Avec pareils décors et une pléthore de choix d'orientation, il semble évident que Jonathan Blow place le coeur de son expérience dans la recherche fastidieuse mais efficace de solutions pour arriver au bout des énigmes rencontrées. Et ça marche : même si les équations sont parfois compliquées, on se prend au jeu de réfléchir et retourner le problème dans tous les sens pour en déceler la faille. C'est à ce moment précis, lorsque vous trouverez la clef via un raisonnement mental, que vous pourrez bénéficier du bonheur qu'engendre la gratitude d'avoir dompté ce que l'on pensait être impossible à vaincre. JAMAIS, le jeu ne vous donnera la possibilité d'admirer fièrement vos exploits : il va vous falloir trouver des motifs de satisfaction plus personnels pour exprimer votre joie.

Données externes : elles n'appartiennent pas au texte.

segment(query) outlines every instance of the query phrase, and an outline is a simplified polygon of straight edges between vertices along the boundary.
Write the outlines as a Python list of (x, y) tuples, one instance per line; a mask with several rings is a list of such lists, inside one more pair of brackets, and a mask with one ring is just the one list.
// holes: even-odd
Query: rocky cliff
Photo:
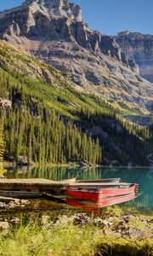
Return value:
[(0, 12), (0, 38), (68, 74), (80, 90), (151, 110), (152, 84), (116, 40), (91, 30), (67, 0), (28, 0)]
[(115, 38), (125, 55), (138, 64), (140, 75), (153, 82), (153, 35), (125, 31)]

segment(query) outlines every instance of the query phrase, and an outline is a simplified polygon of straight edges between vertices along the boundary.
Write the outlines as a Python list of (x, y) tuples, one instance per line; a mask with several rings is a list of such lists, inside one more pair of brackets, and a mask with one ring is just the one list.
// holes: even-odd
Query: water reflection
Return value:
[(124, 182), (139, 184), (139, 195), (128, 204), (134, 209), (153, 207), (153, 168), (133, 167), (98, 167), (98, 168), (67, 168), (67, 167), (22, 167), (9, 170), (8, 177), (43, 177), (52, 180), (102, 179), (118, 177)]

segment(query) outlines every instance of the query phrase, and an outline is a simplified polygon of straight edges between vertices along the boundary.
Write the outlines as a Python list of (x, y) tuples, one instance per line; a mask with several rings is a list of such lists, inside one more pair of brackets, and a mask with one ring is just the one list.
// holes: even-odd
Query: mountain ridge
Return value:
[(140, 75), (153, 83), (153, 35), (124, 31), (114, 38), (124, 54), (137, 63)]
[(91, 30), (67, 0), (26, 1), (1, 12), (0, 38), (66, 73), (79, 90), (152, 111), (152, 84), (135, 62), (113, 37)]

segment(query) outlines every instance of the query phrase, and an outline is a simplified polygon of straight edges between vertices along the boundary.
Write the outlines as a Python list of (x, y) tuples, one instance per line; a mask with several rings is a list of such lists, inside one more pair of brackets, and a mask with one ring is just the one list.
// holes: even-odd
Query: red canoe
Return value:
[(82, 202), (76, 201), (75, 199), (66, 199), (67, 204), (81, 208), (82, 210), (88, 211), (88, 212), (99, 212), (99, 208), (108, 207), (108, 206), (112, 206), (112, 205), (116, 205), (120, 203), (123, 203), (131, 200), (133, 200), (136, 198), (135, 193), (132, 193), (130, 195), (122, 195), (122, 196), (116, 196), (116, 197), (108, 197), (105, 199), (103, 199), (99, 201), (98, 203), (90, 203), (88, 204), (88, 202)]
[(107, 197), (130, 195), (137, 189), (136, 184), (118, 183), (110, 185), (108, 183), (100, 186), (74, 186), (70, 185), (66, 189), (66, 195), (79, 200), (99, 202)]

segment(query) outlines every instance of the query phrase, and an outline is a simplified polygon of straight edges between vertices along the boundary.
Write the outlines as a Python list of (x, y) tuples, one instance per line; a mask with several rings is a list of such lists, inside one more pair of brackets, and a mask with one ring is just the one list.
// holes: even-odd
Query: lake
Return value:
[(62, 180), (76, 177), (76, 179), (101, 179), (121, 177), (122, 182), (139, 184), (138, 197), (122, 206), (131, 210), (153, 214), (153, 167), (21, 167), (9, 170), (8, 177), (43, 177), (52, 180)]

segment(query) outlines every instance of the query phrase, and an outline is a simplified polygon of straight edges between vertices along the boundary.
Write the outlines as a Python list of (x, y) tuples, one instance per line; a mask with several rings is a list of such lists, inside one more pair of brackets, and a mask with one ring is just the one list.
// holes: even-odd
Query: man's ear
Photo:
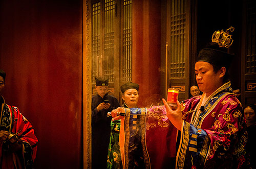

Et c'est en ça que le jeu marque des points, car il vous propose de vous prendre en main et de doser vos auto-congratulations pour ne laisser que la meilleure sensation existante : le sentiment du devoir accompli. The Witness ne vous prend pas par la main, et respecte vos capacités à se mettre au niveau de son challenge. Il va chercher à pousser vos capacités de compréhension à leur optimum, et exigera de vous une solide persévérance pour en voir le bout. Vous comprenez bien que la préparation d'une rangée de stylos sera à prévoir, ainsi qu'un carnet de notes vierge, histoire de pouvoir coucher sur papier vos nombreux essais infructueux et vos géniales trouvailles.


Un paradis néanmoins porteur d'interrogations philosophiques pertinentes


Il ne faut pourtant pas juger cette oeuvre comme un instrument de torture désigné pour vous faire souffrir le martyre pendant vos heures de loisirs. Derrière tout ça, derrière cette difficulté accrue, se cache des messages s'adressant à l'Humanité dans son ensemble. Si certains s'évertuent à ne pas reconnaître The Witness comme une oeuvre artistique forte, c'était mal connaître la ténacité de Jonathan Blow à faire de son bébé un incubateur formidable de questionnements forts pour l'Homme. La place de ce dernier dans nos sociétés contemporaines, la prise de recul quant aux évènements rythmant son existence, ou encore ses rêves faits d'illusion et d'imagination, de nombreux thèmes seront abordés.


La méthode pour venir greffer ces réflexions dans une telle oeuvre est intelligente, et pour le moins originale : ces messages philosophiques seront disséminés dans la carte via des boutons lumineux, avec lesquels il suffira d'interagir pour en extraire le contenu. Divers auteurs se succèderont au fil de vos pérégrinations, apportant leur point de vue au sein d'époques différentes et, de ce fait, fortement instructives. Idéologies, conseils de vie et adages choisis par le créateur seront proposés au joueur, pour lui permettre d'attiser son propre esprit critique. Le tout ponctué par des paysages volontairement sujets à l'émerveillement et à la rêverie, qui vient trancher avec le côté terre-à-terre représenté par les casse-têtes de l'île.